Элизабет хотела было заговорить, но промолчала. Ее волосы и платье белели в темноте, но лицо невозможно было разглядеть. Она медленно развернулась и пошла дальше. Они оказались уже у ворот Тренвита.

— Но всё это в прошлом, — сказал Росс. — Даже с тех пор как я тебя обидел, прошло три года. Но меня поразило твое поведение. — Он замолчал, подбирая слова. — Откуда он мог узнать?

— Я решила, что ты ему намекнул...

— Боже всемогущий, да ты меня чудовищем что ли считаешь?!

— Почему бы и нет, раз ты так тогда поступил.

— Только потому, что любил тебя. Ты была любовью всей моей жизни. Любовь не может превратиться в такую ненависть.

Элизабет молчала. А потом произнесла уже немного другим тоном, как будто наконец-то слова Росса возымели действие:

— Значит, ему сказал кто-то еще.

— Но кто?

— Демельза?

— Конечно, она знала. Это чуть не разрушило наш брак, но рана затянулась. Она бы не стала ничего говорить, никому. Ей... ей слишком больно было об этом говорить.

Они сделали еще несколько шагов.

— Он вел себя так же, когда родился Валентин?

— Джордж? Нет.

— Он был убежден, что ребенок родился недоношенным?

— Я не говорила, что Валентин не его сын. Я лишь говорю, что Джордж это подозревает.

— Ну ладно. Значит, он что-то узнал совсем недавно или получил основания для подозрений.

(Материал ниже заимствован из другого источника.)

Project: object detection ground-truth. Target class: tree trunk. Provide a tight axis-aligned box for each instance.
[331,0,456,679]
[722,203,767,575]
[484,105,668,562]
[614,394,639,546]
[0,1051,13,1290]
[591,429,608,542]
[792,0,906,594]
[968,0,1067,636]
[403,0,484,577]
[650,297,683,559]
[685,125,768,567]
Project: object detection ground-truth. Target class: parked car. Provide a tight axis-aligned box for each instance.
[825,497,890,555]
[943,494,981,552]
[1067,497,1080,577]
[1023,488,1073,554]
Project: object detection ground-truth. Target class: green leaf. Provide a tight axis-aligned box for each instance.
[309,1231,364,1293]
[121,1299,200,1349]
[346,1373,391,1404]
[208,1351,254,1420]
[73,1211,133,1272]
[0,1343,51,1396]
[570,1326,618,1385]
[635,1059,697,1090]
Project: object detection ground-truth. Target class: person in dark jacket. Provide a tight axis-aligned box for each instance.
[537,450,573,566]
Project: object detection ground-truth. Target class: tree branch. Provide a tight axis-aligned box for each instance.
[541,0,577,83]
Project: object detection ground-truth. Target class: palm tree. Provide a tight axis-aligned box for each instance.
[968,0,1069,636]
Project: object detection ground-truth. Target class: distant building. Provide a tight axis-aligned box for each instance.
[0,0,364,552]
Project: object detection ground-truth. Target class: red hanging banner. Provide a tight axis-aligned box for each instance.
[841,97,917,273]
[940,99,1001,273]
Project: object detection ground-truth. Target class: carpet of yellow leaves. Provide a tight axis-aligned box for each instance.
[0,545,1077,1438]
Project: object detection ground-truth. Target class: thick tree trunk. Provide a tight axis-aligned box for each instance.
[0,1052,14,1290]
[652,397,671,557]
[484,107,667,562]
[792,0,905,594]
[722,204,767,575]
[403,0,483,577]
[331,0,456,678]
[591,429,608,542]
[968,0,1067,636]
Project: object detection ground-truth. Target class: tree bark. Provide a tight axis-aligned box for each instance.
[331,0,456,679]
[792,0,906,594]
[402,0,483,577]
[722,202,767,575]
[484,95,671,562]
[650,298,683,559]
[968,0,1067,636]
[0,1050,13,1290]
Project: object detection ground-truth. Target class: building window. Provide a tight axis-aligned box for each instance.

— Ох, да какой смысл это обсуждать? — устало произнесла Элизабет. — Наш брак разрушен. Если ты хотел всё разрушить, то тебе удалось.

Но она не смогла увести разговор в сторону.

— Кто был в доме той ночью? Джеффри Чарльз? Он громко храпел в башне. Тетушка Агата? Она почти не вставала с постели. Таббы?

— Несколько месяцев назад Джордж встречался с Таббом, — неохотно призналась Элизабет. — Он об этом упоминал.

Росс покачал головой.

— Но как это может быть Табб? В те дни ты жаловалась, что он никогда не ложится спать трезвым. И я вошел не через дверь, как ты знаешь.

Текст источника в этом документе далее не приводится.